3. Line 119: The time of plate incubation during the 1st step of experiment (with milk samples) is missing. Moreover, the information about the detection system is missing. Please describe in detail an immuno-assay.

We added detailed instructions about the bio-plex assay, is similar to that of a sandwich ELISA, to Line 144-160 in page 5 as follows:

“Briefly, vortex the magnetic beads (1×) for 30 sec at medium speed and then were added 50 μL to each well of the assay plates. The plate was washed with 100 μL wash buffer per well. Vortex the diluted skimmed milk samples, cytokine standards, blank at medium speed for 5 sec and then were added the well in duplicates of the plate. The assay plate was covered with sealing tape and incubated on shaker at 850 ± 50 rpm for 30 min at room temperature. After incubating, the plate was washed three times with 100 µL wash buffer. Vortex the diluted detection antibodies (1×) at medium speed for 5 sec and then were added 25 µL to each well. The plate was covered and incubated on shaker at 850 ± 50 rpm for 30 min at room temperature. After detection antibody in-cubation, the plate was washed three times with 100 µL wash buffer. Vortex the dilut-ed Streptavidin-Phycoerythrin (SA-PE) (1×) at medium speed for 5 sec and then were added 50 µL to each well. After the SA-PE incubation, the plate was washed three times with 100 µL wash buffer. To resuspend beads for plate reading, add 125 µL assay buffer to each well. The plate was covered with sealing tape and shaked at room tem-perature at 850 ± 50 rpm for 30 sec. After shaking step, The assay plates were read using a Bio-Plex 200 System plate reader (Bio-Rad Labor-atories) and determined using the Bio-Plex Manager software, version 5.0.”

5. Line 249-266: The major part of this paragraph should be transferred to the Method section.

The commented paragraph were transferred to Materials and Methods section in Lines 95-114 in page 2-3 in accordance with the reviewer’s suggestion.

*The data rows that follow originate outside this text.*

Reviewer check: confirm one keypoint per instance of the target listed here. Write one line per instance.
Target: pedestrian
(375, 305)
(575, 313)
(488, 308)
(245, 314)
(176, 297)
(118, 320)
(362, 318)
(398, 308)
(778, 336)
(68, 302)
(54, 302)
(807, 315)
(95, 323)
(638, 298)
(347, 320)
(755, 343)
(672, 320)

6. The names of the bacteria should be in italics; please correct throughout the manuscript.

We corrected the name of the bacteria in italics in revised manuscript.

7. Line 298-299: Can the authors briefly comment on these results?

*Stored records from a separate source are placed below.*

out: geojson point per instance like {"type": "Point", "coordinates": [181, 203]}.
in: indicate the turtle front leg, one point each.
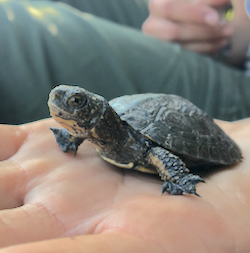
{"type": "Point", "coordinates": [66, 141]}
{"type": "Point", "coordinates": [173, 171]}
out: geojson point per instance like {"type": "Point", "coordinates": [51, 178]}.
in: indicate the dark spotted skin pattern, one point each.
{"type": "Point", "coordinates": [138, 136]}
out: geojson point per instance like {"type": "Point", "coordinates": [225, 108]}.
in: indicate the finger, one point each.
{"type": "Point", "coordinates": [11, 138]}
{"type": "Point", "coordinates": [28, 147]}
{"type": "Point", "coordinates": [205, 47]}
{"type": "Point", "coordinates": [11, 185]}
{"type": "Point", "coordinates": [170, 31]}
{"type": "Point", "coordinates": [105, 243]}
{"type": "Point", "coordinates": [31, 222]}
{"type": "Point", "coordinates": [183, 11]}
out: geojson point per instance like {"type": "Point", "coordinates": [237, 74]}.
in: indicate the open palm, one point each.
{"type": "Point", "coordinates": [87, 205]}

We added briefly comment in Lines 357-361 in page 27 in Discussion as follows:

“A comparative study has shown milk cytokine levels in 10 regions across Africa, Europe, North America, and South America, and suggested that the immuno-logical composition of milk differs from one mother to another and likely reflects a mother’s ethnicities, living in geography, diet habits, socioeconomic status, and antigen exposure. [58].”

8. Do the results have implications for milk biobanking or neonatal care for premature newborns?

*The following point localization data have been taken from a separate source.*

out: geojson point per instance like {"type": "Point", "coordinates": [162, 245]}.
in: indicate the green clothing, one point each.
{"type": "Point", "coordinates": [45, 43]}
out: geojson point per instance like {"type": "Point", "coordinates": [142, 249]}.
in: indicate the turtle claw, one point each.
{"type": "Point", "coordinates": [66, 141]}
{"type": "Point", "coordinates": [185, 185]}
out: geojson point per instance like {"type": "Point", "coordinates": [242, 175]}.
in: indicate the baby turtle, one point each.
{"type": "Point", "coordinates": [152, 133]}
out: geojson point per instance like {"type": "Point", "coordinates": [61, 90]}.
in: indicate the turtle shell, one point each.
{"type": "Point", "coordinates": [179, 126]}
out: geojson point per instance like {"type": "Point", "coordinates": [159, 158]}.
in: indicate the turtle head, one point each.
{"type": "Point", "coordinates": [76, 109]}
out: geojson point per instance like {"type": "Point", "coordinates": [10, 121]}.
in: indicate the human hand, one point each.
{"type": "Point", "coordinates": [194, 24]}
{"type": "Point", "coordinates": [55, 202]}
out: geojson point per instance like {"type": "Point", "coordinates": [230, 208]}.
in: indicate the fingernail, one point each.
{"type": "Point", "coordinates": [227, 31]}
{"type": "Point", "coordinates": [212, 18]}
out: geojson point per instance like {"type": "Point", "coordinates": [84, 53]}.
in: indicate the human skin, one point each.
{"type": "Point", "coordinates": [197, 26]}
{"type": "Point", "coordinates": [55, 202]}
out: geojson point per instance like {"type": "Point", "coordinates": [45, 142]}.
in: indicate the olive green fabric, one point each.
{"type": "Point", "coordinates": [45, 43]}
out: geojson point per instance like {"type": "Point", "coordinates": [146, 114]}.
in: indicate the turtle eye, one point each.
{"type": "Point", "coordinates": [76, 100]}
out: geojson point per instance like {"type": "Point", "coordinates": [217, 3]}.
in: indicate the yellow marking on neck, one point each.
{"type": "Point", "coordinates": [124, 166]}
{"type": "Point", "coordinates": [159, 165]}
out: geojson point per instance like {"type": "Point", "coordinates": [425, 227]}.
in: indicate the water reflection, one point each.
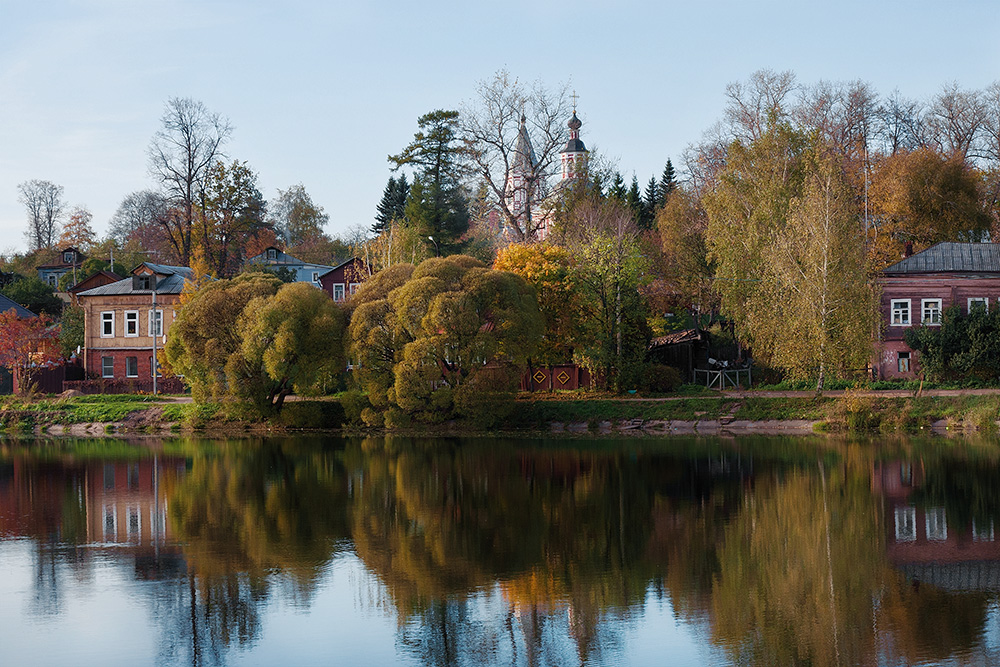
{"type": "Point", "coordinates": [502, 552]}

Thank you for your insightful comments. In my opinion, some NICU routinely uses probiotics in the infants under specific conditions such as high risk patients in preterm birth. However, mothers are not applicable for the supplementation of probiotics. When more evidences are developed, probiotics supplementation for mothers can be available to manage the quality of  donor milk regarding to bio active proteins like cytokines.